I step closer, squinting and kicking things out of my way. I look down and see that they’re pieces of skeletons, arms, legs, and skulls, but not made of bone. They’re made of metal.

I look up again, baring my teeth at him but afraid to go any closer.

“How do you know my thoughts?” I shout.

“Because we’re one in the same,” he says. “Haven’t you realized yet? You’re an anachronism. Your kind were never meant to exist in these dark ages.”

I narrow my eyes, but can’t see him clearly in the cold mist that circulates the room.

“I came here to kill you.”

“I know. So did the others,” he says, sweeping his hand over the remains that litter the floor. I can’t help but scan them again. Swords, guns, and tools lay by their sides. “You won’t succeed,” he ads. Somehow, it’s calming to hear his voice outside my head, but I clutch to my purpose.

“And why not?” I shout.

“Because, as I told you, you and I are one in the same.”

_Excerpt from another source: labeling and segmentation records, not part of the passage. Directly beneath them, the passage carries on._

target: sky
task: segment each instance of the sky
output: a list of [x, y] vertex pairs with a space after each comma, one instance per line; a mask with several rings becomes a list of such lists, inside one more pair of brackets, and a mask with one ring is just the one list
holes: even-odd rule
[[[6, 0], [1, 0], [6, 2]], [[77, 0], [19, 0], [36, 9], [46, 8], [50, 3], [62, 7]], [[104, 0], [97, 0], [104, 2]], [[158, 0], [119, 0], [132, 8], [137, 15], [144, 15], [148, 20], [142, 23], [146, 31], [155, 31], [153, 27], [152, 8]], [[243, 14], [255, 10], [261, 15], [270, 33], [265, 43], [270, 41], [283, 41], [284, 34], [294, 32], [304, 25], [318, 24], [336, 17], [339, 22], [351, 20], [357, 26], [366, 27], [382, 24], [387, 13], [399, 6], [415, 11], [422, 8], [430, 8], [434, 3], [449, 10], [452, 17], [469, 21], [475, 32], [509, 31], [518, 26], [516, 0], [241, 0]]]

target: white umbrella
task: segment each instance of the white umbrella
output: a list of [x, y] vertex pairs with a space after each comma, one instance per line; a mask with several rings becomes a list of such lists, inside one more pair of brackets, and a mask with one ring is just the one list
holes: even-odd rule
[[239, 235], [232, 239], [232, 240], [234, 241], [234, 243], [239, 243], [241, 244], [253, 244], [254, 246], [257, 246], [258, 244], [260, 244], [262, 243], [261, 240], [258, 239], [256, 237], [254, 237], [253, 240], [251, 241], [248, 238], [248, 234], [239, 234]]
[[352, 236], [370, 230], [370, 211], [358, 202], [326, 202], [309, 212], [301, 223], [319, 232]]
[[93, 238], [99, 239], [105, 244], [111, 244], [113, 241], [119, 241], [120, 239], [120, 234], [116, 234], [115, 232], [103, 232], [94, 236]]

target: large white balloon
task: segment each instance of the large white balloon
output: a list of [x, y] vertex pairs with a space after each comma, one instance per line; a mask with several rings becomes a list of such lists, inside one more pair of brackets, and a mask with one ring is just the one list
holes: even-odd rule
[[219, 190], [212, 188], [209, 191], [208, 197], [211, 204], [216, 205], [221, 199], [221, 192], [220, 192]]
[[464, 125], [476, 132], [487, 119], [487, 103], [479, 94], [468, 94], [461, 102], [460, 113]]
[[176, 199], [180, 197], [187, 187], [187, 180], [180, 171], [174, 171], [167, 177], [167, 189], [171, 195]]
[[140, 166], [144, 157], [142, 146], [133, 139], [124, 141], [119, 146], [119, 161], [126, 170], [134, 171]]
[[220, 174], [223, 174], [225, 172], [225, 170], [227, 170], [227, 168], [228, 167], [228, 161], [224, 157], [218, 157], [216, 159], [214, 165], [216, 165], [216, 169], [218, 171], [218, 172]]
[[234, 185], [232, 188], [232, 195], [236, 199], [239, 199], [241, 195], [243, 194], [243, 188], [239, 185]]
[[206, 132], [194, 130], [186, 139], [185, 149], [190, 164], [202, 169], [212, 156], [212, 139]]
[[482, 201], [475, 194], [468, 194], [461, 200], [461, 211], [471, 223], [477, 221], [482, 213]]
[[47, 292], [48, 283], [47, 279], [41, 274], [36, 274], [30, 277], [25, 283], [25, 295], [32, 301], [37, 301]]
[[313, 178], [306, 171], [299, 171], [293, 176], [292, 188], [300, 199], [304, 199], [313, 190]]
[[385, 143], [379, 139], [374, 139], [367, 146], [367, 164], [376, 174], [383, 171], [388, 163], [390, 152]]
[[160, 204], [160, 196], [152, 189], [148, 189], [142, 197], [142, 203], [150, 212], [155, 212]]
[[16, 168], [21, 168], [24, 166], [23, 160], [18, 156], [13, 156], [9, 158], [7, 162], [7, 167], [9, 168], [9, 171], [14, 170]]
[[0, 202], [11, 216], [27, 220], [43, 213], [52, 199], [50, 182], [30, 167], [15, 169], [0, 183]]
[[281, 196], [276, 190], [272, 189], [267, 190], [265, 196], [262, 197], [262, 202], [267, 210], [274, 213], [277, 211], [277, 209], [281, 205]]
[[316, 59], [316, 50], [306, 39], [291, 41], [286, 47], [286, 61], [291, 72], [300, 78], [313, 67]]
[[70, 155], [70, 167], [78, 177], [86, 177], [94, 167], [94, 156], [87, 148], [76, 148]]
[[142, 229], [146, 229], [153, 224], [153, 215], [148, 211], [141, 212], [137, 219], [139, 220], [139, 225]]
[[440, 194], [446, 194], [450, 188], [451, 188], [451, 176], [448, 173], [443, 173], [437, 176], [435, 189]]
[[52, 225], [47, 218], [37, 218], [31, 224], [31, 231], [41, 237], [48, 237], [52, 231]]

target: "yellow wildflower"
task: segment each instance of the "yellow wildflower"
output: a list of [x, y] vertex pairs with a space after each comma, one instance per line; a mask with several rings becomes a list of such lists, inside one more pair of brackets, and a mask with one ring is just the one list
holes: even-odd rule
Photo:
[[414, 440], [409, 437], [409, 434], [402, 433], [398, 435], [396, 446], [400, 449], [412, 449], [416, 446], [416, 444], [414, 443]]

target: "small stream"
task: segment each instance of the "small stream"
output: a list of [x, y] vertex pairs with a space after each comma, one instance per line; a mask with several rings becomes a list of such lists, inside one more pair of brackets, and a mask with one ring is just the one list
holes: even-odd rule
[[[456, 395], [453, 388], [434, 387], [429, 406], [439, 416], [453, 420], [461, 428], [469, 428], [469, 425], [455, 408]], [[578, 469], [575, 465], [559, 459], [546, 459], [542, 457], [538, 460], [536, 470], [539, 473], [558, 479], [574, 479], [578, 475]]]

I growl, and throw the flare at him, then cock the crow bar back, ready to throw it at him and smash his face. The purple light strikes his leg and lands as his feet. Illuminated above it is my face, staring straight back at me.

He begins to laugh and the sound echoes through the building like an earthquake. “Kill me and you will only take my place,” he says.

It’s only then that I drop the crowbar and realize the truth. The cold, mechanical truth. There’s no hope. There never has been.